Et, comme l’âme des choses, l’âme des hommes aussi s’exprimait sans que l’interprète se laissât entrevoir. On ne s’y trompe pas. Il n’est que trop facile de deviner, à la recherche d’une parure de style, au raffinement d’un sentiment, à la rareté ou à la force longuement préparée d’une situation, l’intervention de l’auteur. Ici, rien de semblable. Les personnages n’étaient point choisis dans un monde où l’extrême civilisation aiguise les consciences et varie les conflits : c’étaient les enfans de cette terre vigoureuse et farouche, des gardiens de troupeaux, de bœufs ou de porcs, des paysannes et des servantes, des gens simples, les premiers venus de cette race agreste. Et cependant ils vivaient, eux aussi, et ce n’était pas seulement le détail pittoresque de leurs mœurs, de leurs traditions antiques, de leurs superstitions naïves, qui retenait l’attention en amusant la curiosité. Non ! Mais en eux on sentait frémir l’homme. Dans un autre milieu, dans un autre décor, nos passions à nous s’agitaient là, bien différentes des nôtres sans doute dans leurs occasions et leurs circonstances, différentes même dans leurs démarches, leurs détours et leurs manifestations, — identiques pourtant en leur fond.

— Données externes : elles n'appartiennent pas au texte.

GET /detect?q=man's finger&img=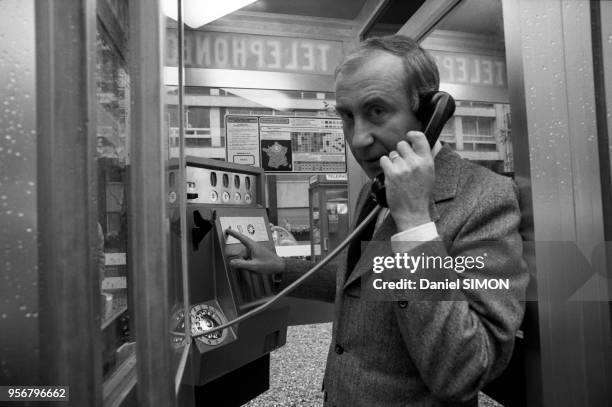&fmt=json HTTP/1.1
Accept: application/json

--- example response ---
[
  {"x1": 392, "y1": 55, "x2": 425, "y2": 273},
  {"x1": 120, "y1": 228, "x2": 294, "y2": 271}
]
[
  {"x1": 378, "y1": 155, "x2": 393, "y2": 174},
  {"x1": 225, "y1": 229, "x2": 255, "y2": 250},
  {"x1": 229, "y1": 259, "x2": 255, "y2": 271},
  {"x1": 395, "y1": 140, "x2": 416, "y2": 159},
  {"x1": 406, "y1": 131, "x2": 431, "y2": 157}
]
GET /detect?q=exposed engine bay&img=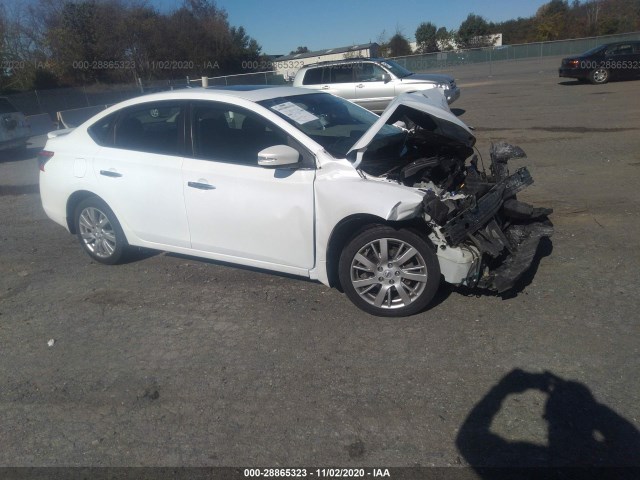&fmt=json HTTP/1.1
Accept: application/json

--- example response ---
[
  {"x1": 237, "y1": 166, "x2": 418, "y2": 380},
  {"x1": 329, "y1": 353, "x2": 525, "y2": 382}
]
[{"x1": 359, "y1": 106, "x2": 553, "y2": 293}]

A les suivre dans leur croissance et leurs hésitations, on goûtait cette surprise délicate et saine, de pénétrer dans des âmes étrangères, et néanmoins toutes proches. Rien n’était déguisé de ce qui les sépare de nous, — la médiocrité rustique des préoccupations, les préjugés, l’allure primitive des pensées, la brusquerie des impulsions. Rien non plus, dans la composition du drame, n’était combiné de façon à nous rendre ces modestes héros artificiellement sympathiques, soit par l’exagération tragique de leurs sentimens, soit par la précipitation des événemens.